Keywords: Aberrant splicing, Mitochondrial Disease, Genomics, Proteomics, RNA sequencing
Mitochondrial diseases are genetic disorders with a primary defect in oxidative phosphorylation (OXPHOS), an important cellular energy generating system (Frazier, Thorburn, & Compton, 2019; Gorman et al., 2016). The majority of mitochondrial disease-associated genes are related to OXPHOS biogenesis (185 of 289 genes) (Frazier et al., 2019). OXPHOS requires the assembly of five unique enzyme complexes, complex I – complex V, with complex I (NADH:ubiquinone reductase) being the largest of these with 44 unique subunits and more than 15 assembly factors (Stroud et al., 2016), 27 of which have been associated with mitochondrial disease (Frazier et al., 2019; Sazanov, 2015).
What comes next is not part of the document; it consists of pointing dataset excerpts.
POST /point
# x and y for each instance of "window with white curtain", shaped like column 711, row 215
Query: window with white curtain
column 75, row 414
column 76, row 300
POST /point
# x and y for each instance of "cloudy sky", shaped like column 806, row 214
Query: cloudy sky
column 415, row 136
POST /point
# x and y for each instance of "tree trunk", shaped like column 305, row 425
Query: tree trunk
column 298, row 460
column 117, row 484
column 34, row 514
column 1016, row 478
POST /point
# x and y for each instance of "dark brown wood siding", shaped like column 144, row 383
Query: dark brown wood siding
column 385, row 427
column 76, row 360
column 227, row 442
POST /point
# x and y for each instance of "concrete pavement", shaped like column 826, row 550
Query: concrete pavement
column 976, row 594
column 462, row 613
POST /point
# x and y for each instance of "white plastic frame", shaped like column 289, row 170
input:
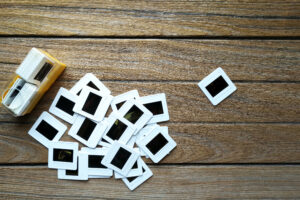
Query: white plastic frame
column 157, row 98
column 106, row 161
column 96, row 176
column 32, row 64
column 89, row 77
column 52, row 121
column 140, row 179
column 129, row 131
column 60, row 113
column 63, row 165
column 221, row 95
column 133, row 172
column 102, row 106
column 132, row 94
column 95, row 136
column 82, row 170
column 139, row 124
column 164, row 151
column 99, row 172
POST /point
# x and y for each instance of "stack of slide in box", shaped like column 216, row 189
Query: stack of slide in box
column 114, row 144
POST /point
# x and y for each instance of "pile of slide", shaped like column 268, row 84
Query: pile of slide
column 113, row 145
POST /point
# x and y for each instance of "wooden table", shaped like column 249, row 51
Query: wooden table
column 246, row 147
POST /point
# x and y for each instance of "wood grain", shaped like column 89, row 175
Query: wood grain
column 252, row 102
column 176, row 182
column 164, row 60
column 150, row 18
column 196, row 143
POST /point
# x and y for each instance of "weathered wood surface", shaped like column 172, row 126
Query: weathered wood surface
column 164, row 60
column 252, row 102
column 150, row 18
column 196, row 143
column 245, row 148
column 168, row 182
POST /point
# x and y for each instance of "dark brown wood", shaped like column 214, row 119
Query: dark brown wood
column 150, row 18
column 196, row 143
column 163, row 60
column 168, row 182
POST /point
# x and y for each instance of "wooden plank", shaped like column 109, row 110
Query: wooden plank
column 191, row 60
column 214, row 143
column 147, row 18
column 168, row 182
column 252, row 102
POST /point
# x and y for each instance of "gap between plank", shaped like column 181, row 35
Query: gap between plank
column 192, row 37
column 5, row 165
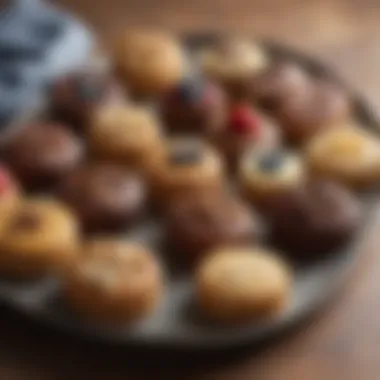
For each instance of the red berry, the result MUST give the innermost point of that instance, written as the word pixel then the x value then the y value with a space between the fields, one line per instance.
pixel 244 120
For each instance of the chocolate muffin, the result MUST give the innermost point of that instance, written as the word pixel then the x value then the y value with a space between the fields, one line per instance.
pixel 323 107
pixel 202 221
pixel 43 153
pixel 75 97
pixel 195 106
pixel 104 197
pixel 314 219
pixel 280 81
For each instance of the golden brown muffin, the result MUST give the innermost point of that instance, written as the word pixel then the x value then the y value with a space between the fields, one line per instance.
pixel 236 285
pixel 184 165
pixel 125 135
pixel 349 155
pixel 113 282
pixel 233 62
pixel 41 237
pixel 264 174
pixel 149 62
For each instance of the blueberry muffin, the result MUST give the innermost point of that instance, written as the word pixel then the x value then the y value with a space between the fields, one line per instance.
pixel 113 282
pixel 237 285
pixel 40 237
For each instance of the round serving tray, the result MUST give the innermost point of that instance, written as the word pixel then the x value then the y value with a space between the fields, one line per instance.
pixel 175 324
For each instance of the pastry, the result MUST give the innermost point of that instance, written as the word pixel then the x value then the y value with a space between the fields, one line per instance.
pixel 195 106
pixel 314 219
pixel 277 83
pixel 267 174
pixel 185 165
pixel 202 221
pixel 74 97
pixel 324 107
pixel 125 135
pixel 113 282
pixel 43 153
pixel 40 237
pixel 246 129
pixel 149 62
pixel 349 155
pixel 104 196
pixel 233 63
pixel 236 285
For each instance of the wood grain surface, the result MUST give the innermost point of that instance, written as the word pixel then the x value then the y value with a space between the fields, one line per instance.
pixel 343 341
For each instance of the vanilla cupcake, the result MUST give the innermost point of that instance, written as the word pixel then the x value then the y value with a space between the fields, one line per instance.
pixel 233 63
pixel 125 135
pixel 349 155
pixel 113 282
pixel 236 285
pixel 149 62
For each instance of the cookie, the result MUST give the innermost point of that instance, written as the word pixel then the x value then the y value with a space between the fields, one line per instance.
pixel 41 237
pixel 104 197
pixel 113 282
pixel 149 62
pixel 349 155
pixel 43 153
pixel 238 285
pixel 124 134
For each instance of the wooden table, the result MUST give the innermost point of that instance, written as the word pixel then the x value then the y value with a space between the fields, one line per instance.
pixel 342 342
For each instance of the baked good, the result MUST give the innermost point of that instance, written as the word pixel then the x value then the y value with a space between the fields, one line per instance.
pixel 246 129
pixel 200 222
pixel 325 106
pixel 113 282
pixel 267 174
pixel 277 83
pixel 195 106
pixel 314 219
pixel 127 135
pixel 185 165
pixel 40 237
pixel 149 62
pixel 233 62
pixel 75 97
pixel 43 153
pixel 104 196
pixel 349 155
pixel 236 285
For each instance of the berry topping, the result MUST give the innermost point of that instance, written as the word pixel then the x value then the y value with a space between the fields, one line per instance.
pixel 186 154
pixel 271 161
pixel 243 120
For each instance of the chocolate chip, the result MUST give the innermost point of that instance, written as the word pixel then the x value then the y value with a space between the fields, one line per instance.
pixel 187 154
pixel 271 161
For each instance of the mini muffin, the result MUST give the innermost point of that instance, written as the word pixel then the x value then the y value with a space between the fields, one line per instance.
pixel 9 196
pixel 104 196
pixel 323 107
pixel 195 106
pixel 279 82
pixel 185 165
pixel 246 129
pixel 43 153
pixel 350 155
pixel 202 221
pixel 236 285
pixel 267 174
pixel 149 62
pixel 125 135
pixel 40 237
pixel 74 97
pixel 314 219
pixel 113 282
pixel 233 63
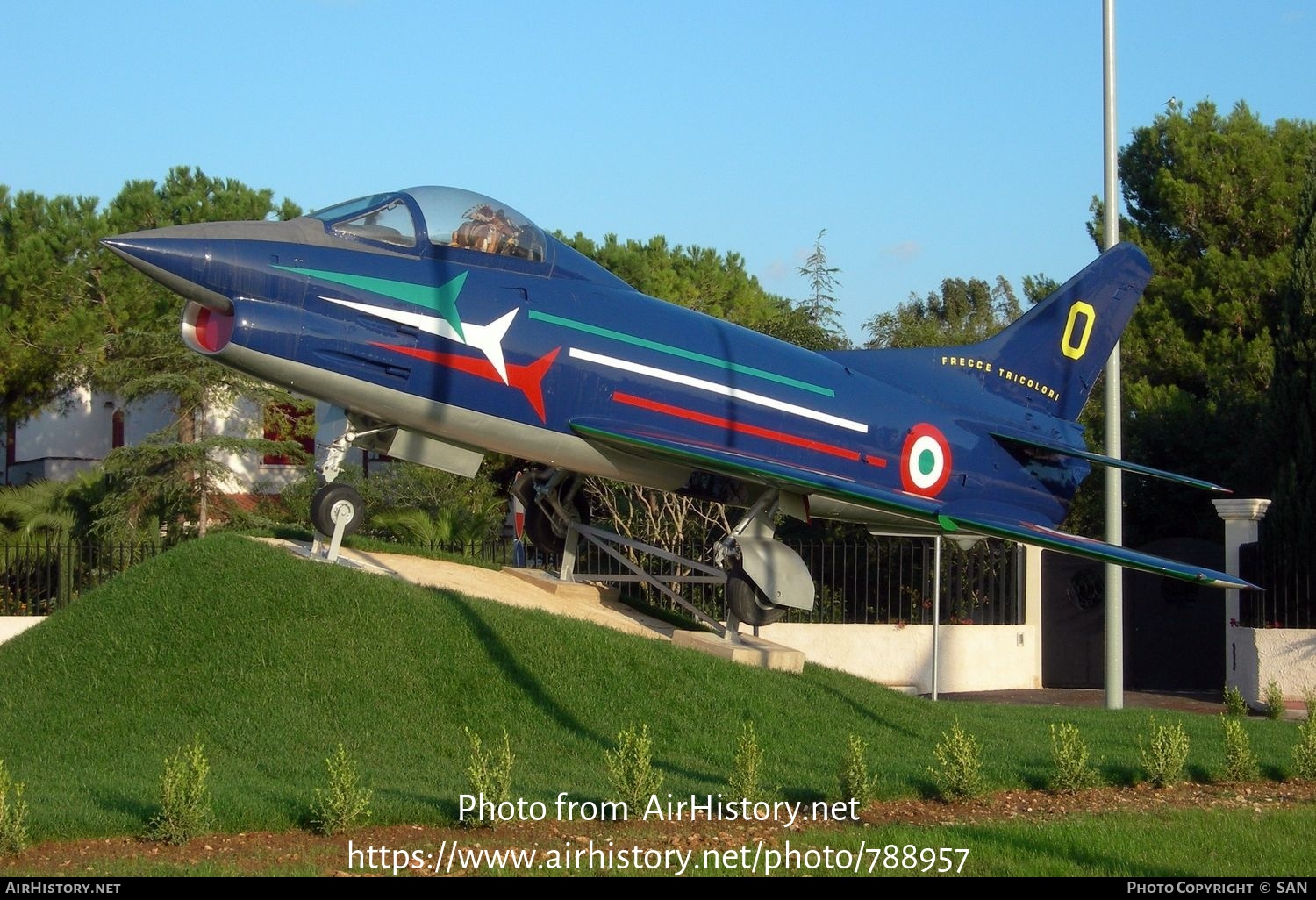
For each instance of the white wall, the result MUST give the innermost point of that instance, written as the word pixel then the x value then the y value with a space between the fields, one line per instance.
pixel 970 657
pixel 1258 655
pixel 78 433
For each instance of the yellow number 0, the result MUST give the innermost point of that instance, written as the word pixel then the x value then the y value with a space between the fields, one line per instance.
pixel 1068 339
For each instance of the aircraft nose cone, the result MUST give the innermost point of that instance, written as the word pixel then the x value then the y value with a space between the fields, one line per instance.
pixel 175 257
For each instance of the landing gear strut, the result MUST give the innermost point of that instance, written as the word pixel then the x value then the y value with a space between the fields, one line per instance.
pixel 765 579
pixel 553 499
pixel 337 510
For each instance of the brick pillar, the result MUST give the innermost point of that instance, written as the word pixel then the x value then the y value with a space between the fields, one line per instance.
pixel 1241 526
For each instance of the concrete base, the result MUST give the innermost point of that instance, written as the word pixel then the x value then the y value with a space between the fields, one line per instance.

Most subunits are nuclear-encoded, however seven subunits are encoded on the mitochondrial genome. While the rate of gene discovery has accelerated substantially in the genomic era, diagnosis can still remain challenging in some cases. For example, pathogenic DNA variants in non-coding regions can often be difficult to identify using standard genome analysis approaches.
In this study we describe the use of RNA sequencing (RNAseq) and quantitative proteomic analysis in a sibling pair with a clinical presentation suggestive of mitochondrial disease (hearing loss, neurological deterioration, and early death). Through transcriptome analysis we detected aberrant splicing in NDUFB10 (MIM# 603843), with markedly decreased expression of this gene relative to controls. We present transcriptomic and proteomic data implicating a biallelic deep intronic variant as the cause of complex I deficiency in these individuals. Variants in NDUFB10, a complex I subunit, have previously been reported in only one individual, an infant with fatal lactic acidosis and cardiomyopathy and decreased complex I activity in multiple tissues (Friederich et al., 2016).
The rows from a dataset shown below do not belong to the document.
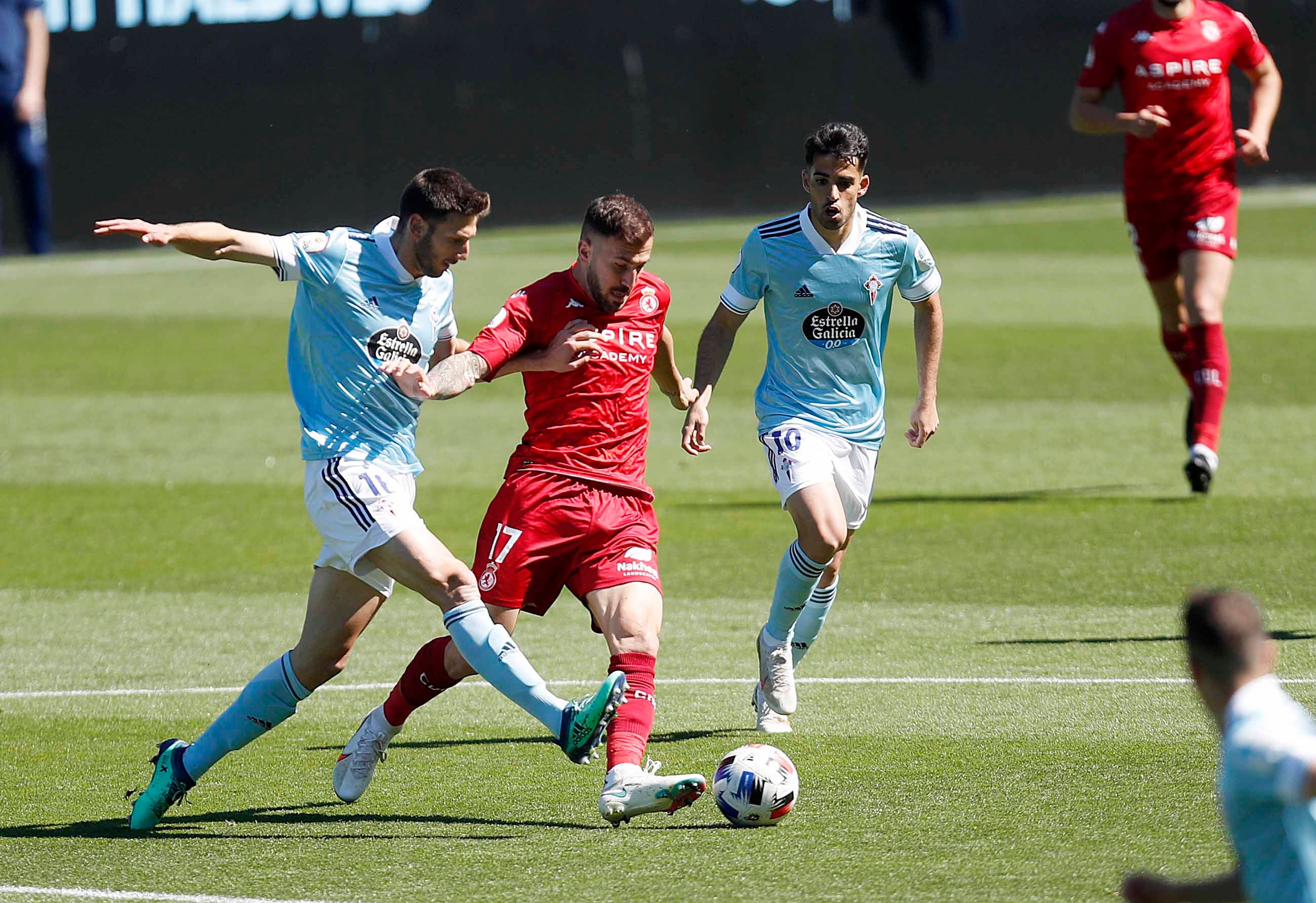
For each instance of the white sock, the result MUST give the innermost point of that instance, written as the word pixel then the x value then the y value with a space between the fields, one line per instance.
pixel 491 651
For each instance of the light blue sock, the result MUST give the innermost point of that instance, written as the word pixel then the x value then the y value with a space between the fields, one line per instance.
pixel 491 651
pixel 795 579
pixel 270 698
pixel 811 620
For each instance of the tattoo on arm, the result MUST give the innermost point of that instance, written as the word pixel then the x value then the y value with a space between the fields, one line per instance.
pixel 456 374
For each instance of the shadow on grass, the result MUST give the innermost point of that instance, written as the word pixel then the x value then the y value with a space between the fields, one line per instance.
pixel 670 736
pixel 1274 635
pixel 183 826
pixel 1120 493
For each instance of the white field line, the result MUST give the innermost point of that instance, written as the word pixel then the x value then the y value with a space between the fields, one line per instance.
pixel 481 685
pixel 90 894
pixel 1103 207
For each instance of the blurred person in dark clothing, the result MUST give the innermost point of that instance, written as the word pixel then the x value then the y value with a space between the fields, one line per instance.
pixel 24 51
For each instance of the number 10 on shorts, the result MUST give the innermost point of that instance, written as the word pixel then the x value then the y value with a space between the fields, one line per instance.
pixel 512 536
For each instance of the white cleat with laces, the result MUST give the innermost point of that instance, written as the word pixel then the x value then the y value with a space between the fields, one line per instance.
pixel 769 722
pixel 632 792
pixel 777 673
pixel 356 766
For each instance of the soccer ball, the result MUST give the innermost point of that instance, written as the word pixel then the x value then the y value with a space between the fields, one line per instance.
pixel 756 785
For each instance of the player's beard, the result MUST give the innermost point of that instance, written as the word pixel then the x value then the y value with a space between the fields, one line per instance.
pixel 602 299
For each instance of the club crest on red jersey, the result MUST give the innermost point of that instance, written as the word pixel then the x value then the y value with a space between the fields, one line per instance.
pixel 648 299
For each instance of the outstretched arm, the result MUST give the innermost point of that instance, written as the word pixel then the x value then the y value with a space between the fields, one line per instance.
pixel 447 379
pixel 454 373
pixel 1088 116
pixel 210 241
pixel 679 390
pixel 1266 87
pixel 927 345
pixel 715 346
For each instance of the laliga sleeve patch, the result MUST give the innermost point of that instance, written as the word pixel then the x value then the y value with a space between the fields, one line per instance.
pixel 314 243
pixel 924 257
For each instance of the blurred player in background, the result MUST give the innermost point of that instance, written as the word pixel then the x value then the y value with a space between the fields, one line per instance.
pixel 1172 60
pixel 1268 763
pixel 826 277
pixel 574 510
pixel 366 299
pixel 24 53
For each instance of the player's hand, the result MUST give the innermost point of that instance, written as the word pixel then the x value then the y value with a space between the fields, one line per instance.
pixel 1148 889
pixel 411 378
pixel 29 106
pixel 685 396
pixel 1147 122
pixel 573 346
pixel 923 424
pixel 152 233
pixel 696 425
pixel 1253 146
Individuals 1 (I-1) and 2 (I-2) are siblings, born of fourth-degree consanguineous parents of Pakistani origin. There is one unaffected sibling and two paternal cousins with hearing impairment, but otherwise no family history of neurologic disease. A full clinical summary is provided in Supp. Table S1.
All research activities were performed under institutional ethics approval from The Royal Children’s Hospital Melbourne (HREC/16/RCHM/150) and written informed consent was provided by both parents. Clinical data and neuroimaging results were reviewed and abstracted from the medical record.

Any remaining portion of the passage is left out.